Peki, bu suçlamanın asıl sebebi ne?
‘Cambaza bak, cambaza bak’ hikayesine benziyor. Bunlar hep ilgiyi başka yere yöneltme çabaları. Vakıf yönetiminin nasıl değiştiği ve yeni yönetime kimlerin girdiğini unutturmak istiyorlar.
‘Orhan Bursalı’nın o yazısında hata var’
Yazar Orhan Bursalı, Can Dündar’ın pek çok insanı dışarıdan getirdiğini, gazetede yıllarca çalışmış insanlarınsa o günlerde yönetici yapılmadığını yazdı. Gerçekten bu insanlara haksızlık yapıldı mı?
O yazıda hata var. Bursalı yazı işlerine dışarıdan iki kişi getirildiğini de söylüyor. İki müdürden biri benim ve ben Dündar döneminde gelmedim. Ben bu insanlar tutukluyken büyük risk alıp geldim. Sorumlu yazı işleri müdürü kimi yapacaklardı? Arkadaşlarını içeriye yollayan mahkemedeki tanıklardan birini mi?
Diğer yazı işleri müdürü kimdi peki?
Bülent Özdoğan. Bursalı’nın yazısındaki hata da burada. Bülent Cumhuriyet’te 17 yıldır çalışıyordu zaten. Dündar dönemini bilemiyorum ama her genel yayın yönetmeni kendi istediği ekibi getirir, onunla çalışır. Bu da çok doğaldır. Ayrıca, Orhan Bursalı Cumhuriyet’te mi doğmuş? O da Cumhuriyet’e farklı bir yerden geldi.
‘Özgür Mumcu’yu rahat bırakmak lazım’
Yeni yönetim, Uğur Mumcu gazeteciliği tartışması yapıyor ancak Mumcu’nun oğlu nedense tam da istifalar döneminde bir aylık izne ayrılıyor. Tuhaf değil mi?
Bu Özgür Mumcu için gerçekten zor bir durum. Çok değerli bir isim, ağır bir ismi de omuzlarında taşıyor. Babasının en yakın arkadaşı Ali Sirmen ise gazetede. Özgür’ü bu konuda anlamak ve onu rahat bırakmak lazım.
Yaptığınız son basın açıklamasında “Onların yalanlarını ifşa etmeye devam edeceğiz” dediniz. Yeni açıklayacağınız şeyler mi var?
Bu artık onların ne söyleyeceğine bağlı. Yalan söylemeye devam ederlerse, -ki bu eğilim onlarda oldukça fazla- biz de teşhir etmeye devam edeceğiz.
Vakıf ve gazete yönetimi değişikliğinin bir ‘saray darbesi’ olduğunu söylediniz. Neye dayanarak bunu söylüyorsunuz? Bunun için elinizde nasıl bir kanıt var?
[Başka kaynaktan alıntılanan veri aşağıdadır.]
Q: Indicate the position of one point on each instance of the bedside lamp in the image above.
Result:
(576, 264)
Arkadaşlarımızın ceza davası ile vakıf davası paralel gitti. Bu oldukça manidardı. Vakıf davasında başka kararlar da verilmişti. Sonra o karar tanınmadı, bir anda mahkeme başkanı değişti. O kadar çok zik zak var ki… Burada siyasi müdahale var! Zaten vakıf yönetimine müdahale etmek demek otomatikman gazeteye müdahale etmek demektir. Bakın, Orhan Erinç, Cumhuriyet Vakfı başkanıydı ceza aldı. Alev Coşkun davanın tanığıydı, vakıf başkanı oldu. Murat Sabuncu genel yayın yönetmeniydi, ceza aldı. Savcının tanığı Aykut Küçükkaya ise genel yayın yönetmeni oldu. Tüm bunlar Cumhuriyet gazetesinde neler yaşandığını çok iyi özetliyor.